Since no leader, right up to now, has attempted this,instead of healing and restoration, the enemy of the souls of mankind has been given a wide open door to come in and sow seeds of discord among the people.
 The results of this bitter harvest have been decades of anger and resentment and bitterness. America is more divided as a nation today than it was prior to the outbreak of the Civil War. And it is not only bad race-relations.  Our Judeo-Christian heritage is increasingly under attack from progressive-minded, godless politicians and the social media, who are determined to change America from a free, constitutionally-protected nation founded on the principles within God's Word, into a repressed Socialist state where the worship of man and his achievements replaces the worship of God and thankfulness for His Providence and Protection on our land.  I believe the following biblical passages are an apt description of the sorrowful state of America today:

"For people will be lovers of self and utterly self-centered, lovers of money and aroused by an inordinate, greedy desire for wealth, proud and arrogant and contemptuous boasters, They will be abusive, blasphemous, scoffing, disobedient to parents, ungrateful, unholy, and profane.
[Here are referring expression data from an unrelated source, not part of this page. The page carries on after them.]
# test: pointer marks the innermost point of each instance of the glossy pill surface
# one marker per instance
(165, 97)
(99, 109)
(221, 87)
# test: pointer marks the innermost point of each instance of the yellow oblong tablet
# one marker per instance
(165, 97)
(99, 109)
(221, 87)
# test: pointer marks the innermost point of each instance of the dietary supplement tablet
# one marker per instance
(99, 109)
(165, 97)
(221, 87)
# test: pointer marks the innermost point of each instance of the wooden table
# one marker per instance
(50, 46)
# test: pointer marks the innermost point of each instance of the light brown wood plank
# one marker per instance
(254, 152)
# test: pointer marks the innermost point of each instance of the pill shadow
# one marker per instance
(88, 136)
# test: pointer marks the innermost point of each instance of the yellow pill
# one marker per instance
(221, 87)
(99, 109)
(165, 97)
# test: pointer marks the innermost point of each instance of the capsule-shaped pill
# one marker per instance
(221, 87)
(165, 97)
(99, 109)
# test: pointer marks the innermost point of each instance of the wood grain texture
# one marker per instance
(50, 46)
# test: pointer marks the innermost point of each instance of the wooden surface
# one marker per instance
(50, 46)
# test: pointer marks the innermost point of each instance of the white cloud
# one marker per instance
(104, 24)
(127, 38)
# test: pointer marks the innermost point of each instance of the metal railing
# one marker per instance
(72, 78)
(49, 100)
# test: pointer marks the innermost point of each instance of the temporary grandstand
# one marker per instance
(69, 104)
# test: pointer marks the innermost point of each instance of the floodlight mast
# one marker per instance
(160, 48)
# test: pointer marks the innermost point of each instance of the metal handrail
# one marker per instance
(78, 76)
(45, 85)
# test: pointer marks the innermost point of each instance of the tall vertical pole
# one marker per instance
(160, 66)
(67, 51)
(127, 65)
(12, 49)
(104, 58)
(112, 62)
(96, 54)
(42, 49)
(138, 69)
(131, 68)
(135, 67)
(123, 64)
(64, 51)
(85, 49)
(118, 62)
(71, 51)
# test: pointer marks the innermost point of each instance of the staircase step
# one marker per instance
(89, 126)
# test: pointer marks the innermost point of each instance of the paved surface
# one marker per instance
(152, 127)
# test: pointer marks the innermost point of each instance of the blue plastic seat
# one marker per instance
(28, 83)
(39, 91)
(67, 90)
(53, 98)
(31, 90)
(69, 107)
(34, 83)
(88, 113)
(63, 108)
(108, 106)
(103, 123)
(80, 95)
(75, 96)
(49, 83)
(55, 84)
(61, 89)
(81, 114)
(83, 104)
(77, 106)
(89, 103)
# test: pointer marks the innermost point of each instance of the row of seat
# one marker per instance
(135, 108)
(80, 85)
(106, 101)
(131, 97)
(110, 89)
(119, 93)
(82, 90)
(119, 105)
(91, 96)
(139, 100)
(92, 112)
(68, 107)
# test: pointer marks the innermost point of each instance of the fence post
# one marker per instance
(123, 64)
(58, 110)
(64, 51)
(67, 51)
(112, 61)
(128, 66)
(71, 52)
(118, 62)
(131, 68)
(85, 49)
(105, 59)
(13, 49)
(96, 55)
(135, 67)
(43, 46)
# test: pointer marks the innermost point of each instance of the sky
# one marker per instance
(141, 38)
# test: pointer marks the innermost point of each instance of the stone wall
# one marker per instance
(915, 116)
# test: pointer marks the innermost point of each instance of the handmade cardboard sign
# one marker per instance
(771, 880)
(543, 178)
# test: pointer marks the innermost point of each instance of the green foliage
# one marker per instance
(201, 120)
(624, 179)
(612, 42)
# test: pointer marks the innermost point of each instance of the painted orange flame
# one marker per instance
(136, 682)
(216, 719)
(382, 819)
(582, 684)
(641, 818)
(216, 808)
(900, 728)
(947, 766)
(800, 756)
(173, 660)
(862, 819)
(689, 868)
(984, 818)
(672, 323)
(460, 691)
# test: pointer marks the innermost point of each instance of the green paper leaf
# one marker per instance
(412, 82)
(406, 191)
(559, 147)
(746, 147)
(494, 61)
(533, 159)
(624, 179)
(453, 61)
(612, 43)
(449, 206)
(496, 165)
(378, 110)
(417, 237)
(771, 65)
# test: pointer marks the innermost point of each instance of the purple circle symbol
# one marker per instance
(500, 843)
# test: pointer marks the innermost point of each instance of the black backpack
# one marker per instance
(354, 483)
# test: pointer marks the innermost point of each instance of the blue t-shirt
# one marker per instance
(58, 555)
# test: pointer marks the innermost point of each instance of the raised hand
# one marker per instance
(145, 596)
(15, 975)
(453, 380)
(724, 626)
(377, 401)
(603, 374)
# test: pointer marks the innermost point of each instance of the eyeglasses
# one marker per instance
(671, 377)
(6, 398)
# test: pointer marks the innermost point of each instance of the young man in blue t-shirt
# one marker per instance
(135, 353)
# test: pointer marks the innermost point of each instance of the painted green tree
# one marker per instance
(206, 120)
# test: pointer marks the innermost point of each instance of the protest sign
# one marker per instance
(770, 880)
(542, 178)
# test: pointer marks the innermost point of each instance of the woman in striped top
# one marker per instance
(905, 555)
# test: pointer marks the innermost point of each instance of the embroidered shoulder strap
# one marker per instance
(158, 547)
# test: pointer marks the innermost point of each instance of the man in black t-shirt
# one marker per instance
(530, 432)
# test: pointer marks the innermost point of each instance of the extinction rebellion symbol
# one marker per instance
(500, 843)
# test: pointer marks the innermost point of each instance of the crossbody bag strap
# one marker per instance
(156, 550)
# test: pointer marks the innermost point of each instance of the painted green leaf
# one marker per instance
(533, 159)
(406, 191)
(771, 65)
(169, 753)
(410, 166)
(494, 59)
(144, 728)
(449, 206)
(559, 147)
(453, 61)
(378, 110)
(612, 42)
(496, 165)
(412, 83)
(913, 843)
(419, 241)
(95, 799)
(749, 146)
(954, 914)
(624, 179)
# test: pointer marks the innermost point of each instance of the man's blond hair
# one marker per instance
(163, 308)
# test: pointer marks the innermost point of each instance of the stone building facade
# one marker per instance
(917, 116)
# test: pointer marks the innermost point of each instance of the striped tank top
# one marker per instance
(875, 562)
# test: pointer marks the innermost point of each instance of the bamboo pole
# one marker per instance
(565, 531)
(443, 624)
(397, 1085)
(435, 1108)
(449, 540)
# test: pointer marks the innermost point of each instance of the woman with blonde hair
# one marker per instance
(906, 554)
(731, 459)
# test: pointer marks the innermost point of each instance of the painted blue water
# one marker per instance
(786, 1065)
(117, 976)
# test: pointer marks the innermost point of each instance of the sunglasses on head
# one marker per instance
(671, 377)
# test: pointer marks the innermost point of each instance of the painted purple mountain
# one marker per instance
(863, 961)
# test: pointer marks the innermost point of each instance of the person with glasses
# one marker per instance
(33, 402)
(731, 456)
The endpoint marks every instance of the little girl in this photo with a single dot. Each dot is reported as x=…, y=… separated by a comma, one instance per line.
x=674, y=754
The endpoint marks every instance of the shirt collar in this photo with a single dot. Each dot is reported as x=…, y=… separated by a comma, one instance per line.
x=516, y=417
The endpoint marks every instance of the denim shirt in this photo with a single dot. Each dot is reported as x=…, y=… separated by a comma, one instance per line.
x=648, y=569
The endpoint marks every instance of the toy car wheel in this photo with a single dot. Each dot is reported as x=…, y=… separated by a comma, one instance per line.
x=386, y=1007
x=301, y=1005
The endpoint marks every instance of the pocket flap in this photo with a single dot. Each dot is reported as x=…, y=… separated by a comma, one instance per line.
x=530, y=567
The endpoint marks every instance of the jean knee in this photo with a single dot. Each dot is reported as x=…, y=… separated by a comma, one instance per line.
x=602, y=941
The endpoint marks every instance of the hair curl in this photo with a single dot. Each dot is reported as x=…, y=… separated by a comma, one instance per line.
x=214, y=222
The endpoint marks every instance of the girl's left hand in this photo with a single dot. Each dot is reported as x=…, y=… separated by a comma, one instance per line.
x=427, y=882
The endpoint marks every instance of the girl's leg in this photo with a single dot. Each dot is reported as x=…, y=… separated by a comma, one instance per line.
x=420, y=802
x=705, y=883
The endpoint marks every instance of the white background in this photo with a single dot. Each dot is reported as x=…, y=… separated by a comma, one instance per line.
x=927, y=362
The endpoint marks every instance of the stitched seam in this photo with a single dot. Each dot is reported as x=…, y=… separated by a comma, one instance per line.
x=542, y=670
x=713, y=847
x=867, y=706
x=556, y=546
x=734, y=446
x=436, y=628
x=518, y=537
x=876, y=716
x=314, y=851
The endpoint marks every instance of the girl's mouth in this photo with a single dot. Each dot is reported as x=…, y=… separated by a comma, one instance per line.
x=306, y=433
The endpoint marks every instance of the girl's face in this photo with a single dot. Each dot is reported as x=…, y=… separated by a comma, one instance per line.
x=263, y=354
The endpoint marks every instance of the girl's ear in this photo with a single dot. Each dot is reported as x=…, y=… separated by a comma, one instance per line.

 They will be without natural human affection, callous and unhuman, relentless, admitting no truce or appeasement; they will be slanderers, false accusers, troublemakers, intemperate, and loose in morals and conduct, uncontrolled and fierce, haters of good.
 They will be treacherous betrayers, rash, and inflated with self-conceit. They will be lovers of sensual pleasures and vain amusements more than and rather lovers of God.
 For although they hold a form of piety, true religion, they deny and reject and are strangers to the power of it, their conduct belies the genuineness of their profession."
 II Timothy 3:2-5


In these perilous times, America needs to turn back to God and truly seek His face and the restoration of our nation as a land of peace and justice for all.
 We, the People, need His mercy and forgiveness, and His providence and protection more than ever before!